The U.S. soon could hand off the title of world’s top crude oil importer to China, perhaps as early as this year. 

In 2015, China imported an average of 6.7 million barrels of crude every day, an 8.8 percent year-on-year increase. That could rise to 7.5 million barrels a day this year, Fulian Zhong, vice president of Unipec, a Chinese trader that is a subsidiary of Sinopec, predicted Thursday during a seminar in Beijing. The U.S., meanwhile, has been relying less on imports. It imported an average of 7.3 million barrels of crude a day in 2015 vs. 9.2 million in 2010.

In February, the Asian nation imported a record 8 million barrels daily of crude oil, for a total of 31.8 million metric tons that represented 24.4 percent growth over February 2015. Slowing economic growth has not diminished China’s appetite for oil, in part because of continued low prices combined with governmental efforts to stockpile petroleum reserves.
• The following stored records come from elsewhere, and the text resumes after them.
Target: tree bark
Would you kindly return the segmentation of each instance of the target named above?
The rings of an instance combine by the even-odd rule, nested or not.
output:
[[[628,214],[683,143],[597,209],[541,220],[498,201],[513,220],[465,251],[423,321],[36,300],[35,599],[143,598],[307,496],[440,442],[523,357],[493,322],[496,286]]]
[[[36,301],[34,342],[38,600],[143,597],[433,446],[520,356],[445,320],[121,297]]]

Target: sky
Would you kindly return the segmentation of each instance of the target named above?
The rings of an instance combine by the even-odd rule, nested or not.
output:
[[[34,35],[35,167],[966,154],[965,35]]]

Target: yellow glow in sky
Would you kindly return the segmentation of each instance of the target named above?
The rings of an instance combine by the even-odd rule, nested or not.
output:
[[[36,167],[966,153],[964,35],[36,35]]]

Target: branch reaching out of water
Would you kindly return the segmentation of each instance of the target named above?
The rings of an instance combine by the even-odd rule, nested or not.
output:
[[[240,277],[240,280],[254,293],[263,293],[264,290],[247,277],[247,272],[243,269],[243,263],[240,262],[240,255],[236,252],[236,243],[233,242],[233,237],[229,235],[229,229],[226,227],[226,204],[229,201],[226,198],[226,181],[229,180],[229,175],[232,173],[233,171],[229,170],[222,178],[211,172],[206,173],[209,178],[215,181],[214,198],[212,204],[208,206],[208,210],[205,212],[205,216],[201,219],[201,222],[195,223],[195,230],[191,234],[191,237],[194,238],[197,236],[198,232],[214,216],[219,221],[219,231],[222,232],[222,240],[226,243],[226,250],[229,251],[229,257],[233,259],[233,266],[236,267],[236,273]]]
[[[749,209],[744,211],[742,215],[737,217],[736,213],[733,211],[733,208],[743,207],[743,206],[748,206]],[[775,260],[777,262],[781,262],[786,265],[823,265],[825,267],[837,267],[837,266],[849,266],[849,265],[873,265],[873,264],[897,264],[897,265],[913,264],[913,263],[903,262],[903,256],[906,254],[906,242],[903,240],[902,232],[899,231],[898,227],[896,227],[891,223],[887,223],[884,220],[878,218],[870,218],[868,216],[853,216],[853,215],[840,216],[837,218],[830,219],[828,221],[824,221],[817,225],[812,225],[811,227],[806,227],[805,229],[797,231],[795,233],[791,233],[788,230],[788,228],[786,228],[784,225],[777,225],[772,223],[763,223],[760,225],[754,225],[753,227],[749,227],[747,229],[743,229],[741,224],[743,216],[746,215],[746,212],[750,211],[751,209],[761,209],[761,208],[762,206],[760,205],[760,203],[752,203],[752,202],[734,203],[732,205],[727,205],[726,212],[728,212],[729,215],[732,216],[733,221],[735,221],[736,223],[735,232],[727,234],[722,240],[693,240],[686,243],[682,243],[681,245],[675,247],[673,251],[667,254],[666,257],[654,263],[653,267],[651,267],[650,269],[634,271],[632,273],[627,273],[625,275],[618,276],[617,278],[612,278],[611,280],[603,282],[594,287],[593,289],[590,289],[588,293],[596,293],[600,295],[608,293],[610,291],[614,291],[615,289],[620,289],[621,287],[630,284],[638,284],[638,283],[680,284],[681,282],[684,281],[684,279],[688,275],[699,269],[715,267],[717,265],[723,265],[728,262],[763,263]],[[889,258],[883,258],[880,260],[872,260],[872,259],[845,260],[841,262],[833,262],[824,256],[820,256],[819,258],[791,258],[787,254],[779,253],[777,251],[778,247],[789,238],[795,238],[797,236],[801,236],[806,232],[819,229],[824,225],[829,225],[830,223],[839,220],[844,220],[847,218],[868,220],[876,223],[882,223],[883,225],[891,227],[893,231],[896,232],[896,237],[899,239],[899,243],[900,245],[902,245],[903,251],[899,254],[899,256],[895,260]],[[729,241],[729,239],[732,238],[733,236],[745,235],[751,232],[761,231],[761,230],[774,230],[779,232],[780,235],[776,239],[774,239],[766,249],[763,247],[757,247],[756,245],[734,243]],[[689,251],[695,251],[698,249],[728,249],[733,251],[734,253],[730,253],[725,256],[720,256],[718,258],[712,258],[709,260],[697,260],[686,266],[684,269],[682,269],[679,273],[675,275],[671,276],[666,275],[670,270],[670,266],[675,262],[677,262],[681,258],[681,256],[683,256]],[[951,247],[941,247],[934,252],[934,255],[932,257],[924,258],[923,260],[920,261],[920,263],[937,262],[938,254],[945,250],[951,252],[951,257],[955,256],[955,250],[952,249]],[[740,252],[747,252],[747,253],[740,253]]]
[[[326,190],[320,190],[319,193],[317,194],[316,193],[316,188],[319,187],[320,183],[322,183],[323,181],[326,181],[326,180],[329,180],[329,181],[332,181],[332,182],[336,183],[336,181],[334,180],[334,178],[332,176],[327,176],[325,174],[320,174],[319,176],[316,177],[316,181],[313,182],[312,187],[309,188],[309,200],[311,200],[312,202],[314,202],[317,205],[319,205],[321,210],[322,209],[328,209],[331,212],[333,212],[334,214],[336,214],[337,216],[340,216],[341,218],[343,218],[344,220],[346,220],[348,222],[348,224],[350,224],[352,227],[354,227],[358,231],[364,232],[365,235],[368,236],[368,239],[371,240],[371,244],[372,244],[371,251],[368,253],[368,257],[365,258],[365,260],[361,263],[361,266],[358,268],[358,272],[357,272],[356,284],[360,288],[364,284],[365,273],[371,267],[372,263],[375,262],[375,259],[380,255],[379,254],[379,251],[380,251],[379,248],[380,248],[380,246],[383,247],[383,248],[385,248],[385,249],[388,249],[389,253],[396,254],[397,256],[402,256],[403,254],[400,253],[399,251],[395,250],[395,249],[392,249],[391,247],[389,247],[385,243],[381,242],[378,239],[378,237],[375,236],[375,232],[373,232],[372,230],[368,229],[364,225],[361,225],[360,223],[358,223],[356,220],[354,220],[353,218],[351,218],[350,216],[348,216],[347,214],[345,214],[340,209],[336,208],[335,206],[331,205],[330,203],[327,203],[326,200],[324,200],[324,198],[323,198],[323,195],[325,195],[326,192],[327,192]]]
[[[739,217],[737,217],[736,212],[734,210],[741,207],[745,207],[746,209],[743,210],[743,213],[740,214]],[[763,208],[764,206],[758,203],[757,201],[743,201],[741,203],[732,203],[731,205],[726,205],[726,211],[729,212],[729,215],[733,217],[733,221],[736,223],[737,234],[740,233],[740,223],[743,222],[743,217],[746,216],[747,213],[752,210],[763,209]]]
In 2015, more than half of China’s top 10 suppliers were in the Middle East, Bloomberg reported. This year, the country has relied increasingly on Saudi Arabia and Oman for its supply of crude, cutting back on barrels from Venezuela and Colombia.



Local independent refineries in China, known as teapot refiners, that have import quotas also are filling up, purchasing more and more of their crude from neighbors like Indonesia and Vietnam. These teapot refiners constitute 10-12 percent of China’s total crude imports, the Wall Street Journal reported.

China's refined fuel stocks rose 17.3 percent in February over the previous month, the state-run Xinhua News Agency reported. Commercial crude oil stocks rose 1.1 percent.

As demand grows in China, however, it has fallen on the U.S. front. Oil prices have fallen from a high of $105 a barrel in June 2014 to less than $27 a barrel in January and are expected to fluctuate from $30 to $40 a day in coming months, yet domestic output has remained above 9 million barrels a day, with a surge in offshore production even as shale oil production has fallen.